A Jewish writer, Jay Michaelson, wrote an essay for The Forward last year expressing his diminishing ”love” for Israel, and his increasing reluctance to mount a defense against her critics.  Michaelson – mirroring in many ways the lament of Mick Davis – complained that defending Israel within his political circles had become an extremely risky endeavor. He said:

”In my social circles, supporting Israel is like supporting segregation, apartheid…the war in Iraq, or George Bush …It’s gotten so bad, I don’t mention Israel in certain conversations anymore, and no longer defend it when it’s lumped in with South Africa and China by my friends.”

Yet, he went on to admit that he knows it is:

”…a sign of weakness of will on my part…this is wrong of me, I know.”

He, remarkably, concluded by acknowledging:

“I still support the State of Israel, its right to exist and the rest. Most important, it is still, in part, my home…. But as an outsider, I no longer want to feel entangled by their decisions and implicated in their consequences.  B’seder: It’s your choice to make… but count me out.”

As Jonathan Hoffman said:

“If Israel ’s policies make Davis uncomfortable at the golf club, let him acquire the knowledge and pride to defend a democracy under fire.

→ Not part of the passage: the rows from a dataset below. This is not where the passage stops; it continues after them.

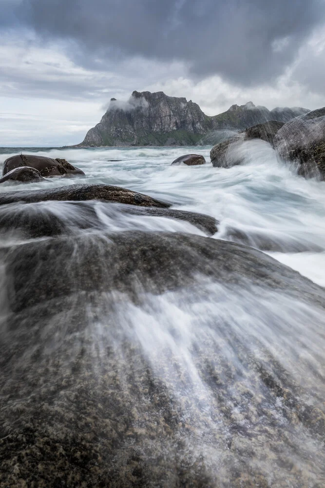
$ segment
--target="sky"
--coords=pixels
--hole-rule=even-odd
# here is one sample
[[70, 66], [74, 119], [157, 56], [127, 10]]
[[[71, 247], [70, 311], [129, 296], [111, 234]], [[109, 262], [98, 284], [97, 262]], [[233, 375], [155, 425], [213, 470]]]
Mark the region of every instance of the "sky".
[[0, 146], [81, 142], [110, 99], [325, 105], [325, 0], [0, 0]]

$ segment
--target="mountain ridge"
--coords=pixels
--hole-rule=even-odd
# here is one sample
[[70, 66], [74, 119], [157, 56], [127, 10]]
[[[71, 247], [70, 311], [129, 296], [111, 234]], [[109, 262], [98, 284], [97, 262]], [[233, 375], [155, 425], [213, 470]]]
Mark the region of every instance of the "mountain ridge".
[[74, 147], [194, 145], [215, 131], [244, 130], [270, 120], [286, 122], [309, 111], [302, 107], [269, 110], [249, 102], [210, 116], [185, 97], [134, 91], [127, 102], [111, 99], [100, 122]]

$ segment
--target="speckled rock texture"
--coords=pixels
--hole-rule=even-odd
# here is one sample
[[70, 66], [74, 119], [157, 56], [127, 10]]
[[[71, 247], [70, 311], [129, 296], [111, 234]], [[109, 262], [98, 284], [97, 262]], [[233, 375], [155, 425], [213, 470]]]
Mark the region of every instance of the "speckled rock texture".
[[325, 180], [325, 108], [296, 117], [274, 139], [279, 157], [298, 164], [298, 174]]
[[12, 169], [23, 166], [37, 169], [43, 177], [72, 176], [85, 174], [81, 169], [70, 164], [65, 159], [59, 158], [53, 159], [34, 154], [17, 154], [5, 160], [2, 167], [2, 175], [4, 176]]
[[[278, 360], [267, 333], [288, 317], [258, 305], [273, 294], [324, 334], [324, 288], [256, 250], [189, 234], [11, 243], [0, 251], [1, 488], [323, 488], [325, 371], [307, 344], [293, 369]], [[244, 309], [231, 319], [243, 294], [257, 338]]]

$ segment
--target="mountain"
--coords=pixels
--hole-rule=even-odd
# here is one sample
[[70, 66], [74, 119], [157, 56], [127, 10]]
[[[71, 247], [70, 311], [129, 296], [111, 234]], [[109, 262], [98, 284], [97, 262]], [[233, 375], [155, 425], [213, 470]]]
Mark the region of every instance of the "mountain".
[[163, 92], [134, 91], [127, 102], [111, 99], [100, 122], [78, 146], [193, 145], [216, 131], [238, 131], [272, 120], [287, 122], [308, 111], [279, 107], [270, 111], [249, 102], [209, 117], [191, 100]]

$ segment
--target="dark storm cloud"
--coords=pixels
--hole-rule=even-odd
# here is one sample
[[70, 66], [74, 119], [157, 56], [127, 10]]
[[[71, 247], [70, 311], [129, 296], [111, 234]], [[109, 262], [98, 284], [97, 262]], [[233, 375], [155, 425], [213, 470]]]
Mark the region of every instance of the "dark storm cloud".
[[84, 66], [140, 55], [188, 63], [244, 84], [283, 72], [325, 18], [323, 0], [24, 0], [21, 21], [52, 39], [76, 41]]

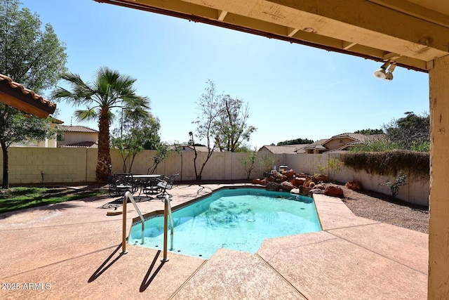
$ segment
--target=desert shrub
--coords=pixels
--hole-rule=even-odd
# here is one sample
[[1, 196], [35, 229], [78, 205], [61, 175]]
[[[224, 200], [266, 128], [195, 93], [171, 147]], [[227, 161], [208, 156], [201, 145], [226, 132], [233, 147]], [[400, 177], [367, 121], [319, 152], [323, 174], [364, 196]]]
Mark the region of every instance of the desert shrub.
[[401, 171], [412, 176], [428, 178], [430, 173], [428, 152], [393, 150], [381, 152], [356, 152], [342, 155], [344, 166], [354, 171], [396, 176]]

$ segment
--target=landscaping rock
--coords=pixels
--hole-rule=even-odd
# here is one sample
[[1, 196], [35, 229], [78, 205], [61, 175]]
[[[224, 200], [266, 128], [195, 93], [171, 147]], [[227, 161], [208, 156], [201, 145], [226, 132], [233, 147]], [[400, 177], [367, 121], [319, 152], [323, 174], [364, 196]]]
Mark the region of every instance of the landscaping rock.
[[306, 181], [302, 184], [302, 185], [308, 187], [311, 182], [311, 177], [307, 176], [306, 178]]
[[305, 178], [305, 177], [296, 177], [296, 178], [295, 178], [295, 185], [296, 186], [301, 186], [306, 181], [306, 178]]
[[324, 174], [315, 174], [312, 177], [312, 181], [315, 183], [319, 183], [321, 182], [326, 183], [329, 182], [329, 176]]
[[283, 181], [281, 183], [281, 187], [285, 190], [291, 190], [296, 187], [292, 184], [290, 181]]
[[293, 171], [291, 169], [288, 171], [284, 171], [283, 172], [282, 172], [282, 175], [287, 177], [287, 178], [290, 178], [293, 177], [295, 176], [295, 171]]
[[281, 185], [275, 182], [269, 182], [268, 183], [268, 184], [267, 184], [267, 186], [265, 187], [265, 190], [277, 192], [279, 190], [281, 190]]
[[310, 191], [309, 192], [309, 193], [311, 194], [322, 194], [323, 193], [324, 193], [323, 190], [320, 190], [319, 188], [314, 188], [312, 190], [310, 190]]
[[326, 196], [338, 197], [340, 198], [344, 197], [342, 188], [335, 185], [328, 186], [324, 190], [324, 195]]
[[361, 190], [362, 189], [361, 183], [356, 181], [348, 181], [346, 183], [344, 186], [352, 190]]
[[293, 188], [290, 190], [290, 194], [300, 195], [300, 189], [299, 188]]
[[260, 184], [260, 181], [262, 181], [260, 178], [253, 179], [253, 184]]
[[316, 184], [314, 187], [314, 189], [319, 188], [320, 190], [326, 190], [326, 185], [324, 183]]
[[308, 186], [300, 186], [300, 193], [302, 195], [308, 195], [309, 192], [311, 190], [311, 188], [309, 188]]

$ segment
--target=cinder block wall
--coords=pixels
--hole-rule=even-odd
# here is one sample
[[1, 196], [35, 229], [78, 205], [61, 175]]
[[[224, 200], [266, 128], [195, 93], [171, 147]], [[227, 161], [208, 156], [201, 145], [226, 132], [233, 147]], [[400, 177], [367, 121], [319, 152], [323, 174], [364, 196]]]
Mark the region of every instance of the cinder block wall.
[[[41, 148], [13, 147], [8, 149], [9, 181], [12, 185], [41, 183], [93, 182], [95, 181], [97, 149], [88, 148]], [[132, 172], [146, 174], [153, 164], [155, 150], [144, 150], [135, 157]], [[246, 153], [214, 152], [204, 167], [203, 180], [240, 180], [247, 177], [241, 160]], [[319, 173], [327, 167], [328, 159], [340, 155], [283, 154], [277, 155], [279, 165], [286, 164], [297, 172], [309, 174]], [[123, 159], [118, 150], [111, 150], [112, 172], [123, 172]], [[195, 180], [193, 152], [184, 152], [180, 155], [173, 152], [161, 163], [155, 174], [171, 175], [179, 174], [178, 180]], [[0, 157], [1, 155], [0, 155]], [[199, 152], [196, 159], [198, 172], [207, 157], [207, 153]], [[3, 157], [1, 157], [3, 159]], [[3, 160], [0, 161], [3, 162]], [[278, 167], [279, 167], [278, 165]], [[321, 168], [320, 168], [320, 167]], [[250, 178], [262, 178], [264, 170], [256, 164]], [[41, 176], [41, 173], [43, 177]], [[0, 180], [3, 176], [3, 166], [0, 168]], [[325, 170], [323, 173], [328, 173]], [[384, 194], [391, 193], [385, 183], [393, 182], [394, 178], [368, 174], [365, 171], [356, 172], [342, 167], [336, 174], [330, 172], [331, 181], [344, 183], [351, 180], [360, 181], [363, 189]], [[401, 200], [420, 205], [429, 204], [429, 181], [408, 176], [407, 185], [399, 188], [397, 197]]]

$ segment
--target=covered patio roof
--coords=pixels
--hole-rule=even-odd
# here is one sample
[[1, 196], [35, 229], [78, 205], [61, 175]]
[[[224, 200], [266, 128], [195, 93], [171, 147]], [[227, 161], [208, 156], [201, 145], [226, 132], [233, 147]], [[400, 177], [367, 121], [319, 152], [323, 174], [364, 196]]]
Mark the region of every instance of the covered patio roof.
[[449, 54], [446, 0], [95, 0], [417, 71]]
[[0, 74], [0, 102], [27, 114], [46, 119], [55, 112], [56, 104]]

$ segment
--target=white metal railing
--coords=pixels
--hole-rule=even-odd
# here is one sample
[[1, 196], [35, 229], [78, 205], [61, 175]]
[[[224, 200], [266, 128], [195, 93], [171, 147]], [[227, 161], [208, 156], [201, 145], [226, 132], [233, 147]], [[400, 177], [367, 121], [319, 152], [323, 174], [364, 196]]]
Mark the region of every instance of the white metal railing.
[[129, 191], [125, 193], [123, 195], [123, 233], [122, 233], [122, 241], [121, 241], [121, 254], [126, 254], [128, 253], [126, 251], [126, 203], [128, 202], [128, 200], [131, 201], [131, 203], [134, 205], [134, 208], [136, 211], [139, 214], [139, 217], [140, 218], [140, 221], [142, 221], [142, 242], [140, 244], [143, 244], [145, 242], [145, 220], [143, 219], [143, 216], [138, 207], [138, 204], [134, 201], [134, 198], [133, 198], [133, 195]]
[[162, 261], [168, 261], [167, 259], [167, 240], [168, 240], [168, 216], [170, 216], [170, 250], [173, 249], [173, 218], [171, 215], [170, 196], [166, 195], [163, 201], [163, 258]]

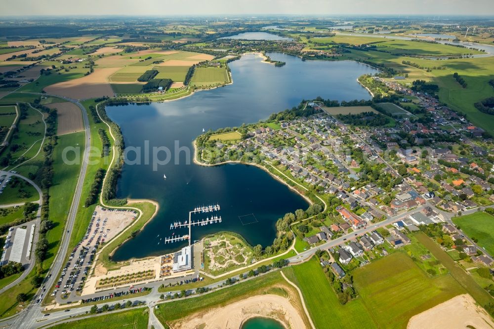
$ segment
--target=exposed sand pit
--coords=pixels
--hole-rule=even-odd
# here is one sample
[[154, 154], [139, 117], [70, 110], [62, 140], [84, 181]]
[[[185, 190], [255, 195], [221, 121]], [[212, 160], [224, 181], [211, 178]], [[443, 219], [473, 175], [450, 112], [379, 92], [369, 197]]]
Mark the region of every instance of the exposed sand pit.
[[[165, 59], [164, 58], [163, 59]], [[157, 64], [157, 66], [192, 66], [193, 64], [197, 64], [201, 61], [190, 60], [184, 61], [180, 59], [170, 59], [170, 60]]]
[[173, 323], [171, 328], [240, 328], [248, 319], [259, 316], [274, 318], [290, 328], [306, 328], [298, 311], [288, 299], [272, 294], [254, 296], [205, 313], [196, 313]]
[[82, 117], [79, 107], [70, 102], [47, 104], [50, 109], [56, 109], [58, 116], [57, 134], [59, 136], [83, 130]]
[[207, 54], [200, 54], [199, 55], [196, 55], [195, 56], [191, 56], [190, 57], [187, 57], [187, 58], [190, 58], [191, 59], [201, 59], [203, 60], [207, 61], [210, 61], [214, 58], [214, 56], [212, 55], [208, 55]]
[[44, 88], [44, 90], [49, 94], [60, 95], [75, 99], [113, 96], [115, 94], [108, 82], [108, 77], [119, 69], [96, 69], [88, 76], [49, 85]]
[[184, 86], [184, 83], [183, 82], [172, 82], [171, 85], [170, 86], [170, 88], [181, 88], [183, 86]]
[[492, 319], [469, 294], [456, 296], [410, 319], [409, 329], [494, 328]]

If he is unwilling, he is not fit to be a communal leader and should resign.”

Mr. Davis, some things in life are worth fighting for – even if it means losing a bit of comfort and security.

Perhaps you need reminding that if, indeed, you lose friends as a result of such a principled stance, well, you may want to consider the possibility that such folks weren’t really your friends to begin with.